It's a bad sign when you're 100 pages into a book and feel that it hasn't grabbed a hold of you yet. It is probably an even worse sign when you are fifty pages from the end of the book and still waiting for some piece of information or connection that will make sense of what you've been reading. I experienced both of these sensations as I made my way through the confusing, disorienting world of The Difference Engine. The book is set in an alternate London of the 1800s, a world where Babbage completed his "difference engine" and stared a pneumatic cog-driven computer revolution much earlier than in our history. However, the book never really explains this and only vaguely hints at it near the end of the book; and the true history of Babbage's work is not so familiar to most people as, for instance, Christopher Columbus. Fortunately for me, the blurb on the back cover of the book tells this vital information that made the book slightly less confusing.

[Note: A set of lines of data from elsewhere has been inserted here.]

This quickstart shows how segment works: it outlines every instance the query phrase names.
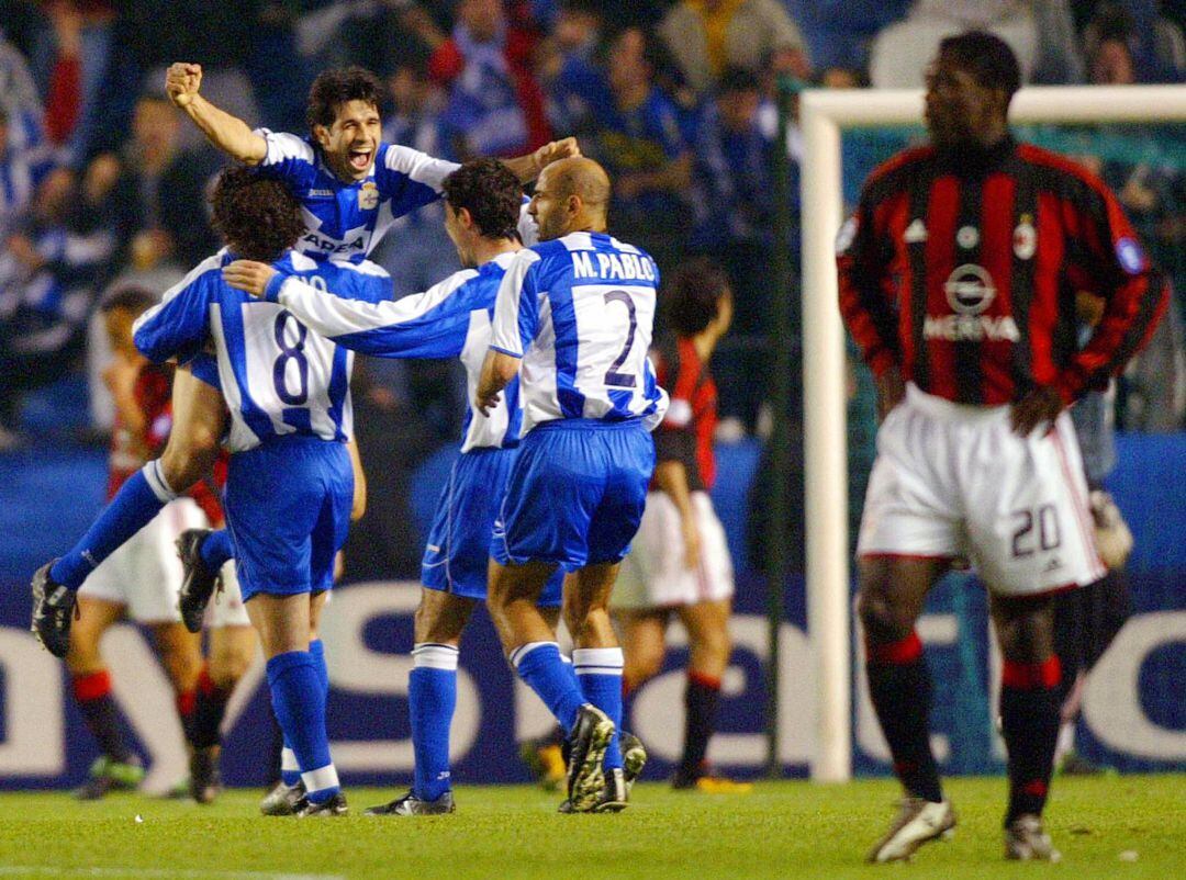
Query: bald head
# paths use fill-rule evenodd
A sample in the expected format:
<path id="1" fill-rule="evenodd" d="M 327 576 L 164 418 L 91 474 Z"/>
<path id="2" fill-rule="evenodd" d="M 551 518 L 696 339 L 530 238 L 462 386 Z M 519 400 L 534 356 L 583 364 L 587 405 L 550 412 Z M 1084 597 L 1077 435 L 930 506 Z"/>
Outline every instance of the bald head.
<path id="1" fill-rule="evenodd" d="M 540 174 L 530 208 L 541 240 L 582 230 L 604 232 L 611 193 L 610 175 L 592 159 L 551 162 Z"/>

Part of the reason I found it difficult to engage with this book is that it jumps around from character to character. There are three main characters, and the book focuses on them in succession (in unequal portions)-- but the connections between them are really rather tenuous. The one connection that is supposed to be the most significant is the set of computer punch cards-- the "modus" developed by the Lady Ada, or perhaps by Mick Radley-- but the authors never fully convey the significance or power of these cards in any way that makes sense of the other characters willing to kill to get the cards.

An interesting book in some ways, but not one I am likely to recommend or to pick up again. Sections of the book are compelling enough, if you are willing to suspend disbelief or authorial-enforced ignorance, but the book as a whole never quite comes together. Another strange device that never made sense-- at the beginning or end of some of the chapter sections (which are labeled as "iterations"), the authors describe some photo or physical artifact-- as if we were examining the evidence from these historical events at some future time. But it isn't done consistently enough to be effective, and it never ties in to anything, so it remains insignificant and odd. There is also an extended encounter with a prostitute that I found unnecessary.

Title:The Difference Engine
Author:William Gibson & Bruce Sterling
Date published:1991
Genre:Science Fiction / Alternate History
Number of pages:429
Notes:recommended long ago by Jeff M.